Ora arriva l’ennesimo richiamo ufficiale da parte della Comunità Europea, affinché il nostro Paese colmi la lacuna in tema di diritti civili, che impedisce a migliaia di persone di determinare il proprio futuro in comune a prescindere dalle proprie preferenze personali. Al momento, infatti, 19 Paesi membri della Ue hanno una disciplina chiara sulle unioni omosessuali, mentre l'Italia è fra i 9 che ancora non hanno legiferato (

Il Parlamento Europeo ha dunque approvato una relazione che chiede ai 9 Paesi Europei che non hanno leggi in materia di “considerare di varare delle leggi che istituiscano unioni e matrimoni fra persone dello stesso sesso”. Si tratta di una risoluzione non vincolante nella quale compaiono parole chiare sulla necessità di “tutelare i diritti fondamentali delle persone gay, lesbiche, transgender, bisessuali e intersessuali”.

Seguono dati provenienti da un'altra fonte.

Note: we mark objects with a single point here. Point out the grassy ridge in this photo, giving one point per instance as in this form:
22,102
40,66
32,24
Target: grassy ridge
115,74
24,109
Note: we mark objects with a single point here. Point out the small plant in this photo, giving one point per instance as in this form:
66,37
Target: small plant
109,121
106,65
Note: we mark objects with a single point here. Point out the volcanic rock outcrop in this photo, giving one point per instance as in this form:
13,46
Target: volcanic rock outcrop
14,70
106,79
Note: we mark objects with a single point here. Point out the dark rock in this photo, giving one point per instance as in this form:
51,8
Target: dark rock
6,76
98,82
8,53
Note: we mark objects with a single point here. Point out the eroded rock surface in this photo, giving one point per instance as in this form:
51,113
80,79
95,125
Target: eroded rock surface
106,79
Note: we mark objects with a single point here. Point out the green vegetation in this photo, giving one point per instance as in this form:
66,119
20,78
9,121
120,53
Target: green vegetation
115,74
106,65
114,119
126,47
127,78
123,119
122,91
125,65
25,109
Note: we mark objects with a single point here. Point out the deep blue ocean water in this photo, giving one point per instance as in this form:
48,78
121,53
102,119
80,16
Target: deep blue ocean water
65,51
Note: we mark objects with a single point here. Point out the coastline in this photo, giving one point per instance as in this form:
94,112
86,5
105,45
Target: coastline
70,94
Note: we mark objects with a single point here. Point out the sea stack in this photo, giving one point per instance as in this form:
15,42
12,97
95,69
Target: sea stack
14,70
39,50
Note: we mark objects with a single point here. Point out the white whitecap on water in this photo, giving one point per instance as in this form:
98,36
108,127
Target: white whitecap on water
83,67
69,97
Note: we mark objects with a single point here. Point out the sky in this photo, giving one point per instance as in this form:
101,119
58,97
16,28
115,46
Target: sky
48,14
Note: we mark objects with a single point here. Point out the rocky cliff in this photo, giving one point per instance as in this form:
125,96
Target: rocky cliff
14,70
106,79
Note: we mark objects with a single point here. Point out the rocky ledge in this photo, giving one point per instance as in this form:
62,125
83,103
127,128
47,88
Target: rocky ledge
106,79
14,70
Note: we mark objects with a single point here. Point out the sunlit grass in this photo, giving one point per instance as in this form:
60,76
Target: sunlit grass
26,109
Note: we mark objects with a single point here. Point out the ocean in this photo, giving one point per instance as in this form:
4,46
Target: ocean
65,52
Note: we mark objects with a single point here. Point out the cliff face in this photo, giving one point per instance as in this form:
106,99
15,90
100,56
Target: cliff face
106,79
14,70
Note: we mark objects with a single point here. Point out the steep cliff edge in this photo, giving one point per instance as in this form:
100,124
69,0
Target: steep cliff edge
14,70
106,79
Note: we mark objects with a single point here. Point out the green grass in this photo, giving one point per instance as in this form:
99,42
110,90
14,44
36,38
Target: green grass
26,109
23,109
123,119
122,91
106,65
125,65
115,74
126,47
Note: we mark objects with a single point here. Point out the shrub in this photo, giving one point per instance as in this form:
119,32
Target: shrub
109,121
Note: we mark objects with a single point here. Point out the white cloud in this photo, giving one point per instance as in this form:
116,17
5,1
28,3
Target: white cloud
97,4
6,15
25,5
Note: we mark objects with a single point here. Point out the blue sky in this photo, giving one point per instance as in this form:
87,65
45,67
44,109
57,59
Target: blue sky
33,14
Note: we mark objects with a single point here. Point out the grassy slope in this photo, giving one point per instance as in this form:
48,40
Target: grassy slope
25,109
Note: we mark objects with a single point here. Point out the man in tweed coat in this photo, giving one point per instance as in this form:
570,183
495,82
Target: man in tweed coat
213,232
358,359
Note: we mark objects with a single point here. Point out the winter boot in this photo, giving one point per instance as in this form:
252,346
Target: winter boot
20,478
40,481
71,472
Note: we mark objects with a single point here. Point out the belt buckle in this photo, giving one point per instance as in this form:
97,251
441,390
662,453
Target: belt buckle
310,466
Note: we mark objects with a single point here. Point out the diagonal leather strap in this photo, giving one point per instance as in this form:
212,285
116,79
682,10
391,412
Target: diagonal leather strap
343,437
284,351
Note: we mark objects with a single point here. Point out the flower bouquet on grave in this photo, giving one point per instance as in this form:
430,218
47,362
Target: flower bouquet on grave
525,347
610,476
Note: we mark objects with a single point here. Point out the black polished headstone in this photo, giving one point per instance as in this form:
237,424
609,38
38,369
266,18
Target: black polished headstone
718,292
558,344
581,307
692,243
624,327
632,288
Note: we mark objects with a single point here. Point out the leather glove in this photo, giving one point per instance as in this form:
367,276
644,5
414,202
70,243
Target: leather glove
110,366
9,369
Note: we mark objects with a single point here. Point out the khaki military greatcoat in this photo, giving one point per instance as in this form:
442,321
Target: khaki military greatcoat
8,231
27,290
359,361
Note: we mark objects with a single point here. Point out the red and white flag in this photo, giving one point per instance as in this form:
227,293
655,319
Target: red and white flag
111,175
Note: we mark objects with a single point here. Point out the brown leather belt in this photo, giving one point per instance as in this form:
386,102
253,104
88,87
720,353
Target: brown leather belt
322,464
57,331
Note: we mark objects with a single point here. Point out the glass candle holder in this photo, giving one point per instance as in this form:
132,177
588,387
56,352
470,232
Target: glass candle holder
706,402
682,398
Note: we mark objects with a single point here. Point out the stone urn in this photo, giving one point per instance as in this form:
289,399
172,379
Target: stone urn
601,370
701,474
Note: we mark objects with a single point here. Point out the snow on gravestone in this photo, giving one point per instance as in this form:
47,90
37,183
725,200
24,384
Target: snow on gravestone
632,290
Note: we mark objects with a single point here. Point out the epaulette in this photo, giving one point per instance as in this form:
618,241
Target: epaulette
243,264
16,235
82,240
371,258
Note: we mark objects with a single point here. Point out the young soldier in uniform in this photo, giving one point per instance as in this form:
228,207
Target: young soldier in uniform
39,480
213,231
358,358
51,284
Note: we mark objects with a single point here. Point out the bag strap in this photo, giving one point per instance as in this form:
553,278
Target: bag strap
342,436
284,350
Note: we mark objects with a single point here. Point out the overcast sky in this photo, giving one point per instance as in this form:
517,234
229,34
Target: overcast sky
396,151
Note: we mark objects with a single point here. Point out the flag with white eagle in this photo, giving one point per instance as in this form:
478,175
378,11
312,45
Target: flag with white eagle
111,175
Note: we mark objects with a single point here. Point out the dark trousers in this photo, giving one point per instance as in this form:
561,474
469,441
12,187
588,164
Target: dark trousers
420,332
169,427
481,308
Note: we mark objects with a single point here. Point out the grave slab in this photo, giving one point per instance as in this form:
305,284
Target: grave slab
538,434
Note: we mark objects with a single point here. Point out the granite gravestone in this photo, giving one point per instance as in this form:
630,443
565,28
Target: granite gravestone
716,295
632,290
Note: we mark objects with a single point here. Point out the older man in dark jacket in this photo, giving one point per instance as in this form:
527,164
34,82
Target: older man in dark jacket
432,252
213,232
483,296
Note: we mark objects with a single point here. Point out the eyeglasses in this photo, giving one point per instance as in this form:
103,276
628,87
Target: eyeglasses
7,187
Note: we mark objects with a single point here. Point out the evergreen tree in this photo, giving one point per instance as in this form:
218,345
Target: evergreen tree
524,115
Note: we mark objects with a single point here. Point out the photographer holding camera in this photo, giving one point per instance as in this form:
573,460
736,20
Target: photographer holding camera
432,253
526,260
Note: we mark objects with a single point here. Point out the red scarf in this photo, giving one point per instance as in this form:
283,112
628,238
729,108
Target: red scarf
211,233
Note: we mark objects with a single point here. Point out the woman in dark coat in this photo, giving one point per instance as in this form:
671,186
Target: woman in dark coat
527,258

Come ricorda Il Fatto, con il rapporto approvato, firmato dall’europarlamentare del Movimento 5 Stelle, si chiede alla Commissione Europea di “presentare una proposta di normativa ambiziosa che garantisca il riconoscimento mutuo delle unioni e matrimoni registrati in altri paesi in modo da ridurre gli ostacoli amministrativi e giuridici discriminatori che devono affrontare i cittadini per esercitare il loro diritto alla libera circolazione”.